Residential and commercial properties near the Shibuya district of Tokyo on May 4, 2023.
Richard A. Brooks | Afp | Getty Images
Japan’s core inflation rate cooled to 3.1% in July, coming down from 3.3% the month before as rice inflation continued to ease.
The figure — which strips out costs for fresh food — was higher than the 3% expected by economists polled by Reuters.
Headline inflation in the country also dropped to 3.1%, coming down from 3.3% in June and marking its lowest since November 2024.
The so-called “core-core” inflation rate, which strips out prices of both fresh food and energy and is closely monitored by the Bank of Japan, held steady at 3.4%.
Rice inflation eased to 90.7% in July, down from 100.2% in June, and after two months during which prices had more than doubled.
Rice prices have shown signs of easing after a rice shortage and skyrocketing rice prices dominated headlines in the country earlier this year, with data from Japan’s agricultural ministry showing that the average bag of five-kilogram rice in supermarkets was being sold for 3,737 Japanese yen ($25.34) for the week of Aug. 4.
At its highest, rice was retailing at an average of 4,285 yen per five-kilogram bag, while premium rice brands reached 4,469 yen.
Hirofumi Suzuki, Chief FX Strategist at Sumitomo Mitsui Banking Corporation, told CNBC that food inflation is showing signs of easing, particularly with rice prices expected to decelerate more noticeably from August to September.
“As a result, overall inflation is seen heading towards moderation going forward,” he adds, saying that this could be a factor to support a rate hike by the BOJ in September or October.
Japan’s central bank had upgraded its inflation forecasts in its economic outlook report released on July 31, saying that core inflation would come in at 2.7% for its 2025 fiscal year — ending March 2026 — up from its previous forecast of 2.2%.
“Core-core” inflation expectations were raised to 2.8% from 2.3%.
BOJ ‘behind the curve’
The 3.1% headline inflation reading was the 40th straight month that it was above the Bank of Japan’s 2% target.
“The BOJ is behind the curve [in raising interest rates],” Jesper Koll, expert director at Tokyo-based financial services firm Monex Group, told CNBC, citing the hit to purchasing power.
He argued that policy rates would have to climb to 2.5% to 3.5% for real interest rates to hit a neutral level. The BOJ’s policy rate currently stands at 0.5%.

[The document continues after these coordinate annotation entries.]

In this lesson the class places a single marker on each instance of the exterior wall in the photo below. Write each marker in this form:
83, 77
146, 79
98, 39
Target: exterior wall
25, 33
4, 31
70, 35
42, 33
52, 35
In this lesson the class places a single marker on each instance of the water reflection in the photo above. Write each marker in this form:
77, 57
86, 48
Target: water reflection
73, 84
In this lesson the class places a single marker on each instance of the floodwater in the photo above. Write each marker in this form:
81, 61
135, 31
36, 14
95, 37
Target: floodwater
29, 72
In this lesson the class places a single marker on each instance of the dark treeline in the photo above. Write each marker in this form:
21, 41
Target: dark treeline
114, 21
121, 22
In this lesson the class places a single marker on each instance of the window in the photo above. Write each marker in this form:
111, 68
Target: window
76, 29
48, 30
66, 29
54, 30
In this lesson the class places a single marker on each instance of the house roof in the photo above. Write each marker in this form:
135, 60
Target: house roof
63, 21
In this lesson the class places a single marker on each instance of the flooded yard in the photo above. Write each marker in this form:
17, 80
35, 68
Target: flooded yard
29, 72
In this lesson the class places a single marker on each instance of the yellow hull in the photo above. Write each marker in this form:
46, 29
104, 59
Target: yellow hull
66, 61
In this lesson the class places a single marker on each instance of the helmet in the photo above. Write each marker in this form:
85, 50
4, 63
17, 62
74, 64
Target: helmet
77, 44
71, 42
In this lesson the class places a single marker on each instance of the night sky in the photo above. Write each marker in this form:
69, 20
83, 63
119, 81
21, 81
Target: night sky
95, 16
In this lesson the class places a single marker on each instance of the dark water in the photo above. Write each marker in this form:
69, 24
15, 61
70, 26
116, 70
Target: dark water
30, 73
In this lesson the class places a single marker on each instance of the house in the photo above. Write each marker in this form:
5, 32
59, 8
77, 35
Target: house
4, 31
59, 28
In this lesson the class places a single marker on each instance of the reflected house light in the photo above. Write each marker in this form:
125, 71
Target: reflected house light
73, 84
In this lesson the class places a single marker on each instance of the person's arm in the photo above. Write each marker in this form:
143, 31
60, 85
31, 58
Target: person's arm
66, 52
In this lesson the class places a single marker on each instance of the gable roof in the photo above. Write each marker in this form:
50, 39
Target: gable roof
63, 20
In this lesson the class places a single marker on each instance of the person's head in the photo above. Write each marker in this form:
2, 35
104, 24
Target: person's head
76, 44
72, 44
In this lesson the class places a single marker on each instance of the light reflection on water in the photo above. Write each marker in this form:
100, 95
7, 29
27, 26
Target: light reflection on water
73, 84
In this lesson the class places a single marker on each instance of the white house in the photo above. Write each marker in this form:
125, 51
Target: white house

“We’ve come full circle: in the 1990s the BOJ lost credibility by doing ‘too little too late’ in the fight against deflation; and now is is doing ‘too little too late’ in the fight against inflation,” he said, referring to the Japanese asset bubble which burst in the 1990s, leading to a multi decade slowdown in growth and deflation in the Japanese economy.
The inflation figure comes after Japan’s economy grew a better-than-expected 0.3% in the second quarter from the previous three months, mainly supported by net exports.
However, Japan’s trade saw sluggish numbers in July, with exports falling at its sharpest pace in over four years as shipments to its two largest markets — the United States and China — declined.
Japan reached a deal with Washington on July 22 that saw its so-called “reciprocal tariff” lowered to 15% from the 25% threatened by U.S. President Donald Trump earlier that month.